Similarly, load() reads pickled objects from a file, whereas loads() deserializes them from a bytes-like object. In this tutorial, we will be using the dump() and load() functions to pickle Python objects to a file and unpickle them.

How to check if a pickle file exists in Python? ›

We use the is_file() function, which is part of the Path class from the pathlib module, or exists() function, which is part of the os. path module, in order to check if a file exists or not in Python.

How to use pickle in Python? ›

To use pickle in Python, we must first create an object like my_object. Then, using the dump() function and the 'wb' parameter on open(), we can serialize this object to a file called my_object. pickle for future usage. This binary write mode ensures that our data is secure and stored correctly for later access.

What is a .pickle file? ›

Pickle in Python is primarily used in serializing and deserializing a Python object structure. In other words, it's the process of converting a Python object into a byte stream to store it in a file/database, maintain program state across sessions, or transport data over the network.

What is the difference between pickle and marshal in Python? ›

The pickle module differs from marshal in several significant ways: The pickle module keeps track of the objects it has already serialized, so that later references to the same object won't be serialized again. marshal doesn't do this. This has implications both for recursive objects and object sharing.

How to open pickle file in pandas? ›

read_pickle() method in Pandas. File path where the pickled object will be loaded. For on-the-fly decompression of on-disk data. If 'infer', then use gzip, bz2, xz or zip if path ends in '.
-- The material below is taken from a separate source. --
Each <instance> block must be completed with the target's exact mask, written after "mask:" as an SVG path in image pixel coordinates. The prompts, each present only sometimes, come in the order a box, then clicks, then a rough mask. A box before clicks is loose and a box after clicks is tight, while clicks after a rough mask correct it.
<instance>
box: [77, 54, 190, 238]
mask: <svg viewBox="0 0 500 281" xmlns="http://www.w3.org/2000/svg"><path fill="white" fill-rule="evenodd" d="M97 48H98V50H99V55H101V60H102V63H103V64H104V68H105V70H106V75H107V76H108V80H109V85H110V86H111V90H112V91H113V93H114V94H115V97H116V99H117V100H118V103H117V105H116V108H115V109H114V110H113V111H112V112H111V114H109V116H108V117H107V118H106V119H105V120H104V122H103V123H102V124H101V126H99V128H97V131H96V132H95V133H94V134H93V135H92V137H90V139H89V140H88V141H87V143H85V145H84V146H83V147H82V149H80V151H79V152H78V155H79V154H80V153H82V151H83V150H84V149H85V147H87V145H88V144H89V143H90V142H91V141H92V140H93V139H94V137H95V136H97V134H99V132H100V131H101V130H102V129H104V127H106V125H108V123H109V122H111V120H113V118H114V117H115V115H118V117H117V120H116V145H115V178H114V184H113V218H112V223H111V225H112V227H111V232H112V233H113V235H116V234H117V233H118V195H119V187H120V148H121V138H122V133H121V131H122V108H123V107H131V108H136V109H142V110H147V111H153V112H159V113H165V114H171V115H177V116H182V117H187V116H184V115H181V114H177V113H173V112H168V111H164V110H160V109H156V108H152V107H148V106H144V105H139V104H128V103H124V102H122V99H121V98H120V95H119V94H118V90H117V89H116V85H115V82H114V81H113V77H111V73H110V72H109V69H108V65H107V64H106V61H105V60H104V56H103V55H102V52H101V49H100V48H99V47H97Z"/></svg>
How to parse a PKL file? ›

  1. . pkl file are Run by Python.
  2. You need to install a module named Pickle for open . pkl file in binary mode.
  3. import pickle.
  4. with open('filename.pkl', 'rb') as file:
  5. my_object = pickle.load(file)
  6. print(my_object)
Feb 1, 2023

What is the extension of a Python pickle file? ›

Python pickle files may have the extension ". pickle" or ". pkl".

How to read ODS file using Pandas? ›

read_excel() returns a new DataFrame that contains the values from data. xlsx . You can also use read_excel() with OpenDocument spreadsheets, or . ods files.

How do I read a zip file in Pandas? ›

1️⃣ Read zip files without going through the whole process of unzipping before reading. 2️⃣ Write files into a compressed format, rather than saving them in memory before compression. ✨ Specify the compression format when reading a single zip file. ✨ Use the ZipFile class when reading a file from a zip folder.

How to read a binary file using pickle? ›

Reading all records of binary file using pickle module

The read_records() function reads record from the binary file and displayed on the screen using the same object. If the end of the file is already reached, the load function will raise an EOFError exception.

Top Articles
Latest Posts
Article information

Author: Mrs. Angelic Larkin

Last Updated:

Views: 5497

Rating: 4.7 / 5 (47 voted)

Reviews: 86% of readers found this page helpful

Author information

Name: Mrs. Angelic Larkin

Birthday: 1992-06-28

Address: Apt. 413 8275 Mueller Overpass, South Magnolia, IA 99527-6023

Phone: +6824704719725

Job: District Real-Estate Facilitator

Hobby: Letterboxing, Vacation, Poi, Homebrewing, Mountain biking, Slacklining, Cabaret

Introduction: My name is Mrs. Angelic Larkin, I am a cute, charming, funny, determined, inexpensive, joyous, cheerful person who loves writing and wants to share my knowledge and understanding with you.